Ogni mia azione ha acquistato un valore divino: la preparazione di una lezione, visto che insegno presso una scuola alberghiera regionale, la presentazione di un piatto, curando i dettagli, il saper accettare un lavoro non riuscito bene, un sorriso, anche se un po’ a denti stretti davanti a un imprevisto o cambio di programma…
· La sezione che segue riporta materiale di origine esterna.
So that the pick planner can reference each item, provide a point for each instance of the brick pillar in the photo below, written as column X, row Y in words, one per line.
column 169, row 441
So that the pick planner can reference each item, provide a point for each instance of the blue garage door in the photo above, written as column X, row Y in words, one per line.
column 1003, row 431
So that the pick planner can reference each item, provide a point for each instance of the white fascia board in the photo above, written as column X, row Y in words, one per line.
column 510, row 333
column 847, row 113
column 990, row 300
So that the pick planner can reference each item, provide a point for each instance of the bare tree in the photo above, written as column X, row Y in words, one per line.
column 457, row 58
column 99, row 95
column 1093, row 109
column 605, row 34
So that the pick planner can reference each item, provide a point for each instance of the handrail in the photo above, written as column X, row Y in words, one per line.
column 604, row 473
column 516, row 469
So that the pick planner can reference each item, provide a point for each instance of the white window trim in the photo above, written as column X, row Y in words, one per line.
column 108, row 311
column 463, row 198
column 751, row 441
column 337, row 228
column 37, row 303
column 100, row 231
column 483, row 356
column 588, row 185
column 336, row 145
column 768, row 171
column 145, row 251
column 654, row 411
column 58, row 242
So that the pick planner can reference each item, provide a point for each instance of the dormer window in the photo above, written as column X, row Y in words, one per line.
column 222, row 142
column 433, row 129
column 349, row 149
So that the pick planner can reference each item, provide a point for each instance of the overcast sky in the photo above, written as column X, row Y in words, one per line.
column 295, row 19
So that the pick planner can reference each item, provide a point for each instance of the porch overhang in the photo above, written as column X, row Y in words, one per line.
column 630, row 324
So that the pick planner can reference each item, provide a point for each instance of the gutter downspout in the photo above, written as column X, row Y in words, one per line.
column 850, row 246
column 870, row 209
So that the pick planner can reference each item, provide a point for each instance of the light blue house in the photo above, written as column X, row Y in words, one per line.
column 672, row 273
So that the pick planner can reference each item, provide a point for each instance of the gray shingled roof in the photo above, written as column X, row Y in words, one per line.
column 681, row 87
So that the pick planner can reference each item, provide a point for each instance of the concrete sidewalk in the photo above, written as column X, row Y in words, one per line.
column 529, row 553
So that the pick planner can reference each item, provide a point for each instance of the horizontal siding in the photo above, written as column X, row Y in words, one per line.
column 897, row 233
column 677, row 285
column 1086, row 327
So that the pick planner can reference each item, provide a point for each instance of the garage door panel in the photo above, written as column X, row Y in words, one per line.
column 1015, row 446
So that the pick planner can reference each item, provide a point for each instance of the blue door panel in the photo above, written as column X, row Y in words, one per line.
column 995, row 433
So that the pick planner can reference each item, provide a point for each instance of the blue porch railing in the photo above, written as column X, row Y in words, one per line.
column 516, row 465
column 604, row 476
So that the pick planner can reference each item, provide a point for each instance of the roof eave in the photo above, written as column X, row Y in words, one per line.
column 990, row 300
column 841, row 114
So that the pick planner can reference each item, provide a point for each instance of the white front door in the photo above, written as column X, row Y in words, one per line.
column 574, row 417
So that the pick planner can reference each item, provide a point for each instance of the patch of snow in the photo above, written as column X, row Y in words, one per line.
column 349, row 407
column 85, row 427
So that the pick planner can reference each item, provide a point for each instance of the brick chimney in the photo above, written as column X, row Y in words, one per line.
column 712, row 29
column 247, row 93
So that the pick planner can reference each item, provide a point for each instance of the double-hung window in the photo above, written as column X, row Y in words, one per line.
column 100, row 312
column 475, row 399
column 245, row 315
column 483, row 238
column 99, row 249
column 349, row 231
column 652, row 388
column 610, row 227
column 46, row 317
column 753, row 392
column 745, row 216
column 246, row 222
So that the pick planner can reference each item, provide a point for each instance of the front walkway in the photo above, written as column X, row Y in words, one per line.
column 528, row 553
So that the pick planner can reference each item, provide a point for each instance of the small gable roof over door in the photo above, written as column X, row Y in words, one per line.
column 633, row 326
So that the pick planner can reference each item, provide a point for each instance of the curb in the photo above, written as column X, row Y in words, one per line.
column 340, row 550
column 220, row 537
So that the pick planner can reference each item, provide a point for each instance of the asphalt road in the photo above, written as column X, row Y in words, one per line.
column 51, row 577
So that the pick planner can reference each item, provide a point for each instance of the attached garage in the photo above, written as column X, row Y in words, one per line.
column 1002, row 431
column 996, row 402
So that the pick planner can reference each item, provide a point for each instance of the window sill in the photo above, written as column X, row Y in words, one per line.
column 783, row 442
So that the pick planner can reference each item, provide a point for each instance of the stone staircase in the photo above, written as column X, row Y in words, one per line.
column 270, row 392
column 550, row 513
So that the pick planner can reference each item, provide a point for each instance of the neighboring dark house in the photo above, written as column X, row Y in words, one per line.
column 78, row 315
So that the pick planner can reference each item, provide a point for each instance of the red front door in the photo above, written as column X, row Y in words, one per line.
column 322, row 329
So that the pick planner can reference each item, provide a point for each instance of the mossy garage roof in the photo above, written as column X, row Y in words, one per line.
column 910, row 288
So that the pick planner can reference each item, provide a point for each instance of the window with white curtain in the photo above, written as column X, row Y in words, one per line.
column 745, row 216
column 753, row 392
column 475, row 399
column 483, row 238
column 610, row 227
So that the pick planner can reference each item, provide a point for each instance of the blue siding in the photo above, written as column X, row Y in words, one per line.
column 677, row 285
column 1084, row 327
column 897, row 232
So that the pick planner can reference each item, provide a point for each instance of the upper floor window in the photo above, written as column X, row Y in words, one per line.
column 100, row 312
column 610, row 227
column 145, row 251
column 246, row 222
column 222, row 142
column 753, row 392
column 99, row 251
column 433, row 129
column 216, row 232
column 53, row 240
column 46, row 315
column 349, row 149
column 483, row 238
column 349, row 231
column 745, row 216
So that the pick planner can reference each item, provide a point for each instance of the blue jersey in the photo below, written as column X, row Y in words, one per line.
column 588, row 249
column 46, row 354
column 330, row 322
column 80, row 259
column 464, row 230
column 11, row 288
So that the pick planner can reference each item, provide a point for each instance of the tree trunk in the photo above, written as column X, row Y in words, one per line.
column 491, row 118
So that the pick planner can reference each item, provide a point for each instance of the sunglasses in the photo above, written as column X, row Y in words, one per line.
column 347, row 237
I tuoi genitori come la presero?

All’inizio non capivano, ma allo stesso tempo non hanno mai ostacolato la mia decisione, mi hanno lasciato agire sempre in piena libertà. Ero sicura che con il tempo sarebbero stati contenti della mia decisione, come del resto è accaduto; anzi hanno sostenuto, per quello che potevano, le attività apostoliche.

Che cosa ti ha dato maggiore soddisfazione nel tuo lavoro?

Ho avuto la fortuna di poter formare professionalmente molte ragazze, ora madri di famiglia, che svolgono anche attività di ristorazione oppure sono impegnate in altri settori. Quello che più mi dà gioia, quando ci sentiamo -sono rimasta, infatti, in contatto con molte di loro- è che ringraziano per tutto quello che hanno ricevuto, anche umanamente. Penso spesso che mai sarei potuta arrivare a un così vasto raggio di persone a cui trasmettere il valore cristiano di quello che fanno, per cui anche la semplice elaborazione di una ricetta diventa una “ricetta d’amore”.

Col passare del tempo come valuti la tua decisione di allora?

Non la cambierei per nessuna cosa al mondo, anzi sono sempre più contenta della mia scelta di vita. Certo che richiede sacrificio, ma mi domando: si può misurare il bene che si fa, il valore dell’amicizia, in poche parole il dono di sé?